Die PKH- Beschwerde ist begründet. Der - bedürftigen - Antragstellerin war für das erstinstanzliche Verfahren PKH unter Beiordnung von Rechtsanwältin U zu bewilligen. Denn die Rechtsverfolgung hatte, was sich bereits aus der teilweise zusprechenden und insoweit nicht angefochtenen Entscheidung des Sozialgerichts entnehmen lässt, zumindest teilweise Aussichten auf Erfolg (vgl. § 73 a Abs. 1 Satz 1 SGG i.V.m. §§ 114, 121 Abs. 2 Zivilprozessordnung). Auch in diesen Fällen ist wegen der anfallenden Betragsrahmengebühren nach § 3 Rechtsanwaltsvergütungsgesetz uneingeschränkt PKH zu bewilligen (vgl. mit ausführlicher Begründung: LSG Niedersachsen-Bremen, Beschluss vom 3. August 2007 – L 7 B 232/05 AS = NZS 2008, 336). Gleiches gilt für die Bewilligung von PKH unter Beiordnung von Rechtsanwältin U für das Beschwerdeverfahren des einstweiligen Rechtsschutzes.

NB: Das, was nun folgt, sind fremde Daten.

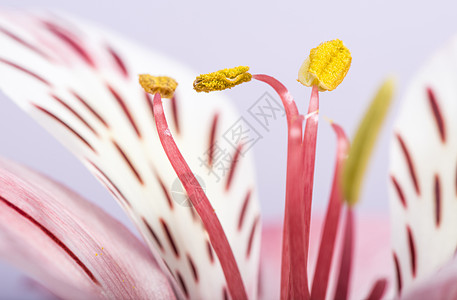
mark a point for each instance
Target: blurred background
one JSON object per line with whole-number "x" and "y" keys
{"x": 386, "y": 37}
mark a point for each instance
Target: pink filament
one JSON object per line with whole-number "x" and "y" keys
{"x": 201, "y": 204}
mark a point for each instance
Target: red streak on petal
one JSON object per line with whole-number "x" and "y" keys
{"x": 347, "y": 254}
{"x": 25, "y": 71}
{"x": 126, "y": 111}
{"x": 233, "y": 164}
{"x": 398, "y": 273}
{"x": 54, "y": 238}
{"x": 210, "y": 251}
{"x": 169, "y": 237}
{"x": 70, "y": 41}
{"x": 93, "y": 111}
{"x": 332, "y": 219}
{"x": 251, "y": 236}
{"x": 437, "y": 190}
{"x": 118, "y": 60}
{"x": 437, "y": 114}
{"x": 399, "y": 191}
{"x": 182, "y": 284}
{"x": 24, "y": 43}
{"x": 293, "y": 193}
{"x": 378, "y": 290}
{"x": 128, "y": 162}
{"x": 66, "y": 126}
{"x": 153, "y": 234}
{"x": 165, "y": 191}
{"x": 412, "y": 250}
{"x": 74, "y": 113}
{"x": 201, "y": 204}
{"x": 193, "y": 268}
{"x": 409, "y": 161}
{"x": 175, "y": 113}
{"x": 212, "y": 139}
{"x": 105, "y": 177}
{"x": 243, "y": 209}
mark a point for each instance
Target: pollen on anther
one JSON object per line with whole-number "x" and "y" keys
{"x": 163, "y": 85}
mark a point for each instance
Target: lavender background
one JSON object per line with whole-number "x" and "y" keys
{"x": 385, "y": 37}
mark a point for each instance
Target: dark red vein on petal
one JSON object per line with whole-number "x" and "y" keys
{"x": 243, "y": 209}
{"x": 119, "y": 61}
{"x": 90, "y": 108}
{"x": 212, "y": 139}
{"x": 347, "y": 254}
{"x": 398, "y": 273}
{"x": 210, "y": 251}
{"x": 111, "y": 183}
{"x": 175, "y": 113}
{"x": 437, "y": 190}
{"x": 25, "y": 71}
{"x": 437, "y": 114}
{"x": 251, "y": 237}
{"x": 24, "y": 43}
{"x": 153, "y": 234}
{"x": 54, "y": 238}
{"x": 399, "y": 191}
{"x": 71, "y": 42}
{"x": 378, "y": 290}
{"x": 412, "y": 250}
{"x": 332, "y": 219}
{"x": 192, "y": 267}
{"x": 169, "y": 236}
{"x": 165, "y": 191}
{"x": 128, "y": 162}
{"x": 74, "y": 113}
{"x": 409, "y": 161}
{"x": 124, "y": 108}
{"x": 182, "y": 284}
{"x": 66, "y": 126}
{"x": 233, "y": 165}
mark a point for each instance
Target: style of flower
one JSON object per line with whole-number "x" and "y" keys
{"x": 81, "y": 84}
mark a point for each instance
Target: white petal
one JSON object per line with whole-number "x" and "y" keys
{"x": 423, "y": 169}
{"x": 85, "y": 61}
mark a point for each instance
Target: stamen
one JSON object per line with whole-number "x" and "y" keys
{"x": 326, "y": 66}
{"x": 364, "y": 141}
{"x": 222, "y": 79}
{"x": 163, "y": 85}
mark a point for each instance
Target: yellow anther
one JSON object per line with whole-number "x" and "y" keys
{"x": 326, "y": 66}
{"x": 164, "y": 85}
{"x": 221, "y": 80}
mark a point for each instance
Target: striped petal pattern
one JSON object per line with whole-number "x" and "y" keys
{"x": 60, "y": 239}
{"x": 81, "y": 84}
{"x": 423, "y": 166}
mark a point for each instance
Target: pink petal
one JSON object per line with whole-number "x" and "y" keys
{"x": 82, "y": 86}
{"x": 69, "y": 245}
{"x": 372, "y": 256}
{"x": 423, "y": 166}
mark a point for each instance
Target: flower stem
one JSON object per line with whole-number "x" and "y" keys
{"x": 201, "y": 204}
{"x": 344, "y": 276}
{"x": 327, "y": 245}
{"x": 294, "y": 281}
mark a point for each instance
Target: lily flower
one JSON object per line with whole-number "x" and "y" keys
{"x": 80, "y": 83}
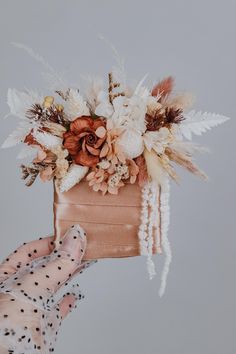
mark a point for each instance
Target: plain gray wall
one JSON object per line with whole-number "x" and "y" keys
{"x": 195, "y": 42}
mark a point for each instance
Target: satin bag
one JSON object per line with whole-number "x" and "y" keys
{"x": 111, "y": 222}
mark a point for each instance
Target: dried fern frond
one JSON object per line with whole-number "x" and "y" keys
{"x": 64, "y": 95}
{"x": 164, "y": 118}
{"x": 30, "y": 173}
{"x": 164, "y": 87}
{"x": 185, "y": 161}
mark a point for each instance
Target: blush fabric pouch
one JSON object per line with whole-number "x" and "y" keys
{"x": 111, "y": 222}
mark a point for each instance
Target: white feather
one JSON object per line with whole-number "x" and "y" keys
{"x": 26, "y": 151}
{"x": 20, "y": 101}
{"x": 73, "y": 176}
{"x": 16, "y": 136}
{"x": 199, "y": 122}
{"x": 46, "y": 139}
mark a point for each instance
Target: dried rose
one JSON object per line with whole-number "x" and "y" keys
{"x": 85, "y": 139}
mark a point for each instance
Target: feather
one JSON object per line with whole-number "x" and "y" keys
{"x": 20, "y": 101}
{"x": 142, "y": 175}
{"x": 154, "y": 167}
{"x": 183, "y": 102}
{"x": 26, "y": 151}
{"x": 199, "y": 122}
{"x": 164, "y": 87}
{"x": 46, "y": 139}
{"x": 16, "y": 137}
{"x": 185, "y": 161}
{"x": 73, "y": 177}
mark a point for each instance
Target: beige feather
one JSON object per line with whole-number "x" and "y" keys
{"x": 155, "y": 169}
{"x": 186, "y": 162}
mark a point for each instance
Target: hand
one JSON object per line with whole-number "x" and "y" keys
{"x": 31, "y": 279}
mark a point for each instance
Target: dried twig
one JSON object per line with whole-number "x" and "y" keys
{"x": 64, "y": 95}
{"x": 53, "y": 114}
{"x": 29, "y": 173}
{"x": 112, "y": 86}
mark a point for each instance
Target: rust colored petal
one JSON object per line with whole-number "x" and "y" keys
{"x": 92, "y": 150}
{"x": 30, "y": 140}
{"x": 81, "y": 123}
{"x": 164, "y": 87}
{"x": 85, "y": 159}
{"x": 98, "y": 123}
{"x": 71, "y": 143}
{"x": 99, "y": 143}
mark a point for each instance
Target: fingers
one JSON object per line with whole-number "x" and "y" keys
{"x": 24, "y": 255}
{"x": 46, "y": 275}
{"x": 68, "y": 303}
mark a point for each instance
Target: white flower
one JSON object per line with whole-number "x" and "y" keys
{"x": 131, "y": 143}
{"x": 19, "y": 102}
{"x": 157, "y": 140}
{"x": 75, "y": 106}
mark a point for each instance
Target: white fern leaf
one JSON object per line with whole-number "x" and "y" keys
{"x": 26, "y": 151}
{"x": 73, "y": 176}
{"x": 16, "y": 137}
{"x": 20, "y": 101}
{"x": 46, "y": 139}
{"x": 199, "y": 122}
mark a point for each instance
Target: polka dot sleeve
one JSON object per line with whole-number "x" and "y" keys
{"x": 37, "y": 291}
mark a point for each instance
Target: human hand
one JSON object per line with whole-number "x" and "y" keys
{"x": 31, "y": 280}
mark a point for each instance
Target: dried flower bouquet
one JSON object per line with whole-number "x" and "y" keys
{"x": 113, "y": 136}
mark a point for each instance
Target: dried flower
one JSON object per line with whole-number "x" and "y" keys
{"x": 164, "y": 118}
{"x": 163, "y": 88}
{"x": 85, "y": 139}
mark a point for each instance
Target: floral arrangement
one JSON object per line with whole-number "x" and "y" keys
{"x": 111, "y": 136}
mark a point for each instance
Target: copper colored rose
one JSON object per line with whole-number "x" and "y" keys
{"x": 85, "y": 139}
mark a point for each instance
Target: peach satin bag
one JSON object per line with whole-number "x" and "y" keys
{"x": 111, "y": 221}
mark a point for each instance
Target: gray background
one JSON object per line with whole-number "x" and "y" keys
{"x": 195, "y": 42}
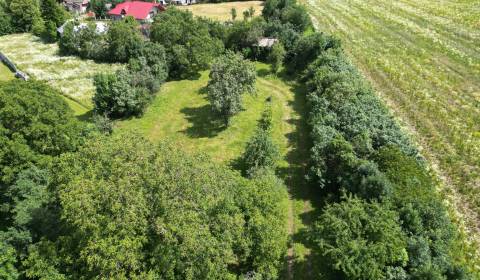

Eine Bewilligung von PKH für das PKH- Beschwerdeverfahren kommt hingegen nicht in Betracht.

Die Kostenentscheidung beruht auf der entsprechenden Anwendung von § 193 SGG. Im PKH -Beschwerdeverfahren sind Kosten kraft Gesetzes nicht zu erstatten (vgl. § 127 Abs. 4 ZPO).

Dieser Beschluss kann nicht mit der Beschwerde an das Bundessozialgericht angefochten werden (§ 177 SGG).